Now, heat the oil in a large skillet (my trusty cast iron, of course) over medium-high heat. When it shimmers, add the steak in a single layer. Don’t crowd the pan! You want a good sear, not a steam. Cook for just 1-2 minutes per side until it’s browned but still a little pink inside. It will cook more later, I promise. Scoop it out and back into its bowl.

In that same glorious, flavor-packed skillet, toss in your onions and peppers. They’ll sizzle in the steak drippings and spices left behind. That’s pure gold. Cook them for 5-7 minutes until they’re softened and have a few beautiful, charred bits. While they’re cooking, whisk your eggs with the milk or water and a pinch of salt until they’re pale and frothy.

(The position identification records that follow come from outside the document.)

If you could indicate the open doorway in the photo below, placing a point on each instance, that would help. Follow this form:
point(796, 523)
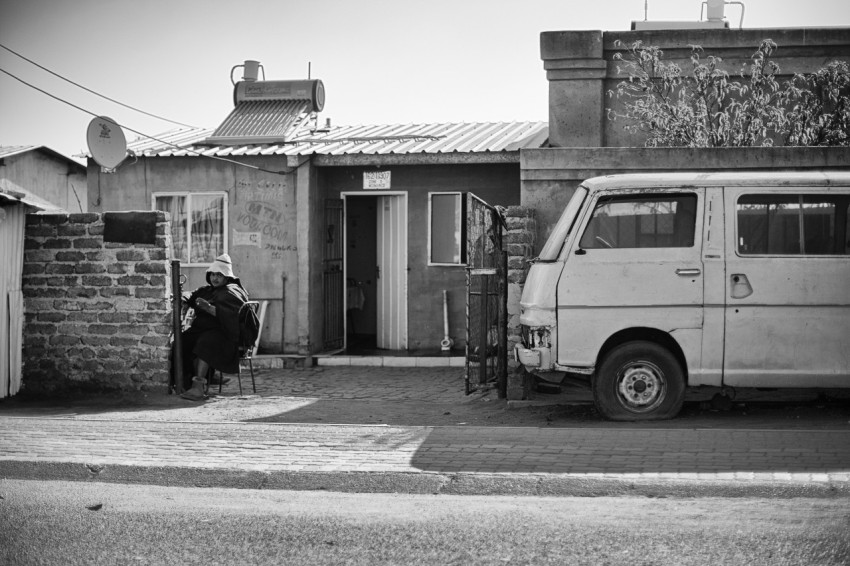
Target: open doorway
point(376, 271)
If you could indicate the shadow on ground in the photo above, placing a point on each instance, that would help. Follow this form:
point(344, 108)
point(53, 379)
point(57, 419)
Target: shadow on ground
point(480, 409)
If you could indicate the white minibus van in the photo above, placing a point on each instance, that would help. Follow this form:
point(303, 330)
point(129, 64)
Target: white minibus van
point(652, 283)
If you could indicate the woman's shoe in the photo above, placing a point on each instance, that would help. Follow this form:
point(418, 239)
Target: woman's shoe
point(196, 393)
point(215, 380)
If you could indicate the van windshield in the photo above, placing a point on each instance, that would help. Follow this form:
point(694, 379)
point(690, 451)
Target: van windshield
point(564, 226)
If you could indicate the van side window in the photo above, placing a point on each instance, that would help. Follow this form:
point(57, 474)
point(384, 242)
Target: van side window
point(793, 224)
point(652, 221)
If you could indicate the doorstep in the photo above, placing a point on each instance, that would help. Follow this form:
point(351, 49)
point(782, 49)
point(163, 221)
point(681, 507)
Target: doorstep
point(288, 361)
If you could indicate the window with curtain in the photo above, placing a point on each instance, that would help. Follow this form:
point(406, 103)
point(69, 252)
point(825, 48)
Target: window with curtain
point(197, 224)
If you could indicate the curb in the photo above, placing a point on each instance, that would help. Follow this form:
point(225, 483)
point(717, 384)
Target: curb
point(433, 483)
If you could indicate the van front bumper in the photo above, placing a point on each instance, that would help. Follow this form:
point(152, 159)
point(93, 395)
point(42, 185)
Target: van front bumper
point(534, 358)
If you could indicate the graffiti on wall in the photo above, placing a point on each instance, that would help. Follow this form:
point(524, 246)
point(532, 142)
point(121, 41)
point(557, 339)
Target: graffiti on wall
point(261, 223)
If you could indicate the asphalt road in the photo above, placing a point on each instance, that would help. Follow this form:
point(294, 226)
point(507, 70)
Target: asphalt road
point(69, 523)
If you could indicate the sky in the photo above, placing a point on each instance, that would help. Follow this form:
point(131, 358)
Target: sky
point(381, 61)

Push the veggies to one side of the skillet and drop in your butter. Once it melts, pour in the eggs. Let them set for about 30 seconds before you start gently pushing them around with a spatula to create soft curds. When they’re about 75% cooked—still a bit wet—sprinkle that cheese over the top and then add the steak back in. Gently fold everything together until the cheese is melted and the steak is warmed through. Kill the heat.

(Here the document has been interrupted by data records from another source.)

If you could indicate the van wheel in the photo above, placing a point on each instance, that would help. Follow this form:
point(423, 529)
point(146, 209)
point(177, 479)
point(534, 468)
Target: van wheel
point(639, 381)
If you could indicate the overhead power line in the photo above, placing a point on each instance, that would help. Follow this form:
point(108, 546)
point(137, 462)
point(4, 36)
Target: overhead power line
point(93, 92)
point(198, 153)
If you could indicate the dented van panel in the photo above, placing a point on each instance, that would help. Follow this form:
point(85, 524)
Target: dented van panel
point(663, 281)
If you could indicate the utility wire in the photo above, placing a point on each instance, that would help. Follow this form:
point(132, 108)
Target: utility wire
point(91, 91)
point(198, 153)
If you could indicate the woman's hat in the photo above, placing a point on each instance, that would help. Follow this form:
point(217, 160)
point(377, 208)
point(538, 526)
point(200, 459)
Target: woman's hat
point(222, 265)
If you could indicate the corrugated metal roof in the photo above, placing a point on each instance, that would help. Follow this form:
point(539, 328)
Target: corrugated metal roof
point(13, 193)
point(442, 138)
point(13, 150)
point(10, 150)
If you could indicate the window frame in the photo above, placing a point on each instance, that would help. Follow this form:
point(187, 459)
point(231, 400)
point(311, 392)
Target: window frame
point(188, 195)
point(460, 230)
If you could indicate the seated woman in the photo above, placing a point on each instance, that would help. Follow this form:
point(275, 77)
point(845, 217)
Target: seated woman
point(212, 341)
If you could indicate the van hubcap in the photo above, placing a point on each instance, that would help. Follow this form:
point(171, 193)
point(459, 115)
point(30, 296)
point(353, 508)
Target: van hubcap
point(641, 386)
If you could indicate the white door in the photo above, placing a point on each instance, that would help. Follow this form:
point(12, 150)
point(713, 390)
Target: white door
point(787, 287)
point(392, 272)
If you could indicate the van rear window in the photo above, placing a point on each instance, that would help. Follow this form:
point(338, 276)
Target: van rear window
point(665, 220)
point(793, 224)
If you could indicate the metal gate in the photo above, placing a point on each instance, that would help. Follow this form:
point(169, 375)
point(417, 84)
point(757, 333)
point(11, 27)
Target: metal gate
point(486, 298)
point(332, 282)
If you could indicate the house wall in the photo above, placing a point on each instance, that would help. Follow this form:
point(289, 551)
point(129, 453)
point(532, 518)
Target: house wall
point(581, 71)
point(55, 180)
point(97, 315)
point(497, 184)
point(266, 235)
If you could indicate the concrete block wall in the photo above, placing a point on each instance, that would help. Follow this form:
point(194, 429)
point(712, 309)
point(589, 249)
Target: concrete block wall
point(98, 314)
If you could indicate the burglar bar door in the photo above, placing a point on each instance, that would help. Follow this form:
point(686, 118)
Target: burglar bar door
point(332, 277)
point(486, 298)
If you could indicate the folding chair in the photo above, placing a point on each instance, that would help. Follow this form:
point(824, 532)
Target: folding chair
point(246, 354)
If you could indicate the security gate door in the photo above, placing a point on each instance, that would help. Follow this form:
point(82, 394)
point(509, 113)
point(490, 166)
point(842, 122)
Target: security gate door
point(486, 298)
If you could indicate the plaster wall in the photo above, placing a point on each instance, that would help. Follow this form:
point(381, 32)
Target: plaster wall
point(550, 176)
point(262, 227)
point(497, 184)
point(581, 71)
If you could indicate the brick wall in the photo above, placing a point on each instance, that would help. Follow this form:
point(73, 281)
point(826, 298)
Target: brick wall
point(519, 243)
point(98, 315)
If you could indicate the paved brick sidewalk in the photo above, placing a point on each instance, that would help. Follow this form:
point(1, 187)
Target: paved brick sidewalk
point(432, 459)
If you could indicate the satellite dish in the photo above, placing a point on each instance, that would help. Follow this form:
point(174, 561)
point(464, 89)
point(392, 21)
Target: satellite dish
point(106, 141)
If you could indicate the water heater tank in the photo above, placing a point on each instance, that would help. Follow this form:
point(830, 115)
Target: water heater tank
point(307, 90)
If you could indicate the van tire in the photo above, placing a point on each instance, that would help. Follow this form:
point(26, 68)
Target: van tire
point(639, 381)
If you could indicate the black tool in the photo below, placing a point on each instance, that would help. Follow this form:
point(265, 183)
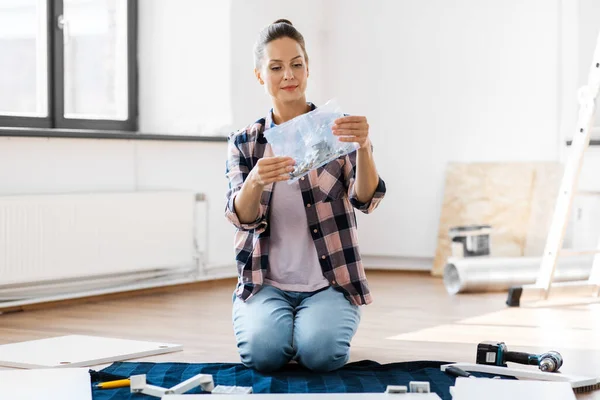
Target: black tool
point(496, 353)
point(457, 372)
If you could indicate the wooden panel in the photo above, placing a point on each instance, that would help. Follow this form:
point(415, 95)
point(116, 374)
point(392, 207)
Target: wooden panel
point(516, 199)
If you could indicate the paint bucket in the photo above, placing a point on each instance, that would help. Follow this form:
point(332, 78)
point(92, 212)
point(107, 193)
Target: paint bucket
point(470, 240)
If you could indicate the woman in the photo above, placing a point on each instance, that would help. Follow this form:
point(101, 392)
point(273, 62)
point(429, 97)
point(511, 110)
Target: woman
point(301, 280)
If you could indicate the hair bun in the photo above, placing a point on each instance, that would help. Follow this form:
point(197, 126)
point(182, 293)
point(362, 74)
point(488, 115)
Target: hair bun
point(283, 21)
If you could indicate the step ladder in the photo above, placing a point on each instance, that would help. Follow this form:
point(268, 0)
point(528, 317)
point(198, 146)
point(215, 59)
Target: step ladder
point(544, 288)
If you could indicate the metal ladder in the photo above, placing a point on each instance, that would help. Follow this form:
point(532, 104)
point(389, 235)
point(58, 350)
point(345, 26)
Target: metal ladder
point(544, 286)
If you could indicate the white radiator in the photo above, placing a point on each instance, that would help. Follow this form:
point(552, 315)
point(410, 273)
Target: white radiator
point(56, 246)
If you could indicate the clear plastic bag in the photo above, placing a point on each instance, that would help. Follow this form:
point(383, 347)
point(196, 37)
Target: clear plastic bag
point(308, 139)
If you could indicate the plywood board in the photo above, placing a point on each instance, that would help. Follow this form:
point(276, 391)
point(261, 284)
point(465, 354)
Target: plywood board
point(516, 199)
point(558, 338)
point(78, 351)
point(38, 384)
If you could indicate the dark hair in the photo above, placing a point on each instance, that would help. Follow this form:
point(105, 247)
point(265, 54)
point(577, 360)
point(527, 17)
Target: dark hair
point(277, 30)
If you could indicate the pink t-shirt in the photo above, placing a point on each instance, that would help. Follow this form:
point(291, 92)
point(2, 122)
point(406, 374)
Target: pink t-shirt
point(293, 260)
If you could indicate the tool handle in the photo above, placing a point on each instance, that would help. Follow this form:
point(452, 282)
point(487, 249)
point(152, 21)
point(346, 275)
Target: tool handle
point(521, 358)
point(457, 372)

Time for the wrap. Warm your tortillas—seriously, a cold tortilla will crack and betray you. I heat mine directly over a low gas flame for a few seconds per side until puffed and charred in spots. If you don’t have gas, a dry skillet over medium heat works perfectly. Lay a tortilla flat, pile a generous amount of the steak and egg filling just below the center. Don’t be greedy and overfill, or you’ll have a burrito explosion on your hands. I’ve been there. Fold the bottom flap up over the filling, then fold the sides in, and roll it tightly away from you into a neat package.

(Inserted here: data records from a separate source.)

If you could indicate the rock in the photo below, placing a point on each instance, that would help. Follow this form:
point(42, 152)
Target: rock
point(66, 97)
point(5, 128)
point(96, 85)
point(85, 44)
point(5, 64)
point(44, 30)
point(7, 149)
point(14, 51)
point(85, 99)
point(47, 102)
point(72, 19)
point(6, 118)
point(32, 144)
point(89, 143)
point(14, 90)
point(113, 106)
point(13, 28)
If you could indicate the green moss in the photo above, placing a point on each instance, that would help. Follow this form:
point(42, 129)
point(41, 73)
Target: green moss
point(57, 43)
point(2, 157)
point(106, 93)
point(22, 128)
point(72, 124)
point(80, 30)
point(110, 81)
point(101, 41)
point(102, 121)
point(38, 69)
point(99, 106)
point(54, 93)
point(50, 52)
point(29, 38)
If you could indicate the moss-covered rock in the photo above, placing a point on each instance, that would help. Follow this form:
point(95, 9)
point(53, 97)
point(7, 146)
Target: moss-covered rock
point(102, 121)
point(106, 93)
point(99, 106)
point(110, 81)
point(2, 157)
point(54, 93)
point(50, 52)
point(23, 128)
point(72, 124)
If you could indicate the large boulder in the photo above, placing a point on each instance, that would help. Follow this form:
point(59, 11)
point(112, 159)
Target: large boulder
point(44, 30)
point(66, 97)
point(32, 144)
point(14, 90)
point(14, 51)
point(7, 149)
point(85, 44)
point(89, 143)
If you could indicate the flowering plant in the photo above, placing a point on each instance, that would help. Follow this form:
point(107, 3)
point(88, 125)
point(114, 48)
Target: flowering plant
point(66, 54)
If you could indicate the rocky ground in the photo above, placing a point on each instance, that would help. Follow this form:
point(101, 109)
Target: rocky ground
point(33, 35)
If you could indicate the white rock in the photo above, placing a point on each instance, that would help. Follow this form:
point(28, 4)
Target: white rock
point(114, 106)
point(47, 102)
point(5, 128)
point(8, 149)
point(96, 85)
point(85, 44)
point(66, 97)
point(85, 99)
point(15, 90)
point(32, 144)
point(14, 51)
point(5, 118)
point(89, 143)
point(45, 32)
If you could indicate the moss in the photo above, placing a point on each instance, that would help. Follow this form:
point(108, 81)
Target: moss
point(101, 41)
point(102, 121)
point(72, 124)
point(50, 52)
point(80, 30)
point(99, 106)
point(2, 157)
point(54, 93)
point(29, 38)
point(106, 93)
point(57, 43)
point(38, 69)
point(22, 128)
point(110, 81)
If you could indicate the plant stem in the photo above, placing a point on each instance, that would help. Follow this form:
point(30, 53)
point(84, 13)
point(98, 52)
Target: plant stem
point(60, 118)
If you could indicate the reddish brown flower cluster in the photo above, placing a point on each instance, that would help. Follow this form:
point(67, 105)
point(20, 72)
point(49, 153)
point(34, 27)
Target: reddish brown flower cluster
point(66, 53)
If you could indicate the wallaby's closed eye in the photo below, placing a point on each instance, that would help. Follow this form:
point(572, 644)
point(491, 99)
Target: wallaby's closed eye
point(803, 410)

Nutritional Facts (Per Serving – based on 2 large burritos)

NutrientAmount
Calories~ 580 kcal
Protein42g
Carbohydrates32g
Fat31g
Fiber3g
Sugar6g
Note: Values are estimates and do not include added salsa or sour cream.

Variations & Add-Ins

  • “Southwest” Style: Add a handful of frozen corn (no need to thaw) and a can of drained black beans to the skillet with the peppers and onions.
  • “Everything But the Kitchen Sink” Style: Got some cooked potatoes? Dice ’em up and crisp them in the pan before you cook the steak. A few spoons of leftover rice? Stir it in with the eggs. This recipe is a welcome home for stragglers.
  • Spicy Kick: Add a finely chopped jalapeño to the peppers and onions, or a dash of your favorite hot sauce into the egg mixture.

Serving Ideas

I mean, it’s a burrito. It’s a full meal in your hand! But if you’re serving it at the table, I love it with a big, juicy slice of watermelon in the summer, or a simple side of fresh fruit any time of year. A little dish of salsa for dipping is mandatory in my house.

Storage & Reheating

These are best eaten fresh, but you can save them. Let the filled burritos cool completely, then wrap each one tightly in parchment paper and then in foil. They’ll keep in the fridge for up to 2 days. To reheat, remove the foil (but keep the parchment!) and warm in a 350°F (175°C) oven for 15-20 minutes, or until heated through. The microwave will work in a pinch, but it makes the tortilla a bit soggy.

My Two Cents

That final toasting is the pro-move. After you’ve rolled your burrito, place it seam-side down back into the warm, dry skillet over medium-low heat. Let it toast for 1-2 minutes per side until it’s golden brown and crisp. It seals the deal, literally and figuratively, and gives you that incredible textural contrast.

You Asked, I’m Answering

  • “Can I use a different cut of meat?”
    Absolutely! Skirt or flap steak are fantastic. Even leftover grilled steak or roast beef works wonderfully. Just chop it up and add it when you add the cheese.
  • “My burrito always falls apart! Help!”
    Two things: First, don’t overfill. It’s tempting, but resist. Second, that final toasting in the pan I mentioned? It melts the cheese just enough to act as a glue, holding your beautiful bundle together.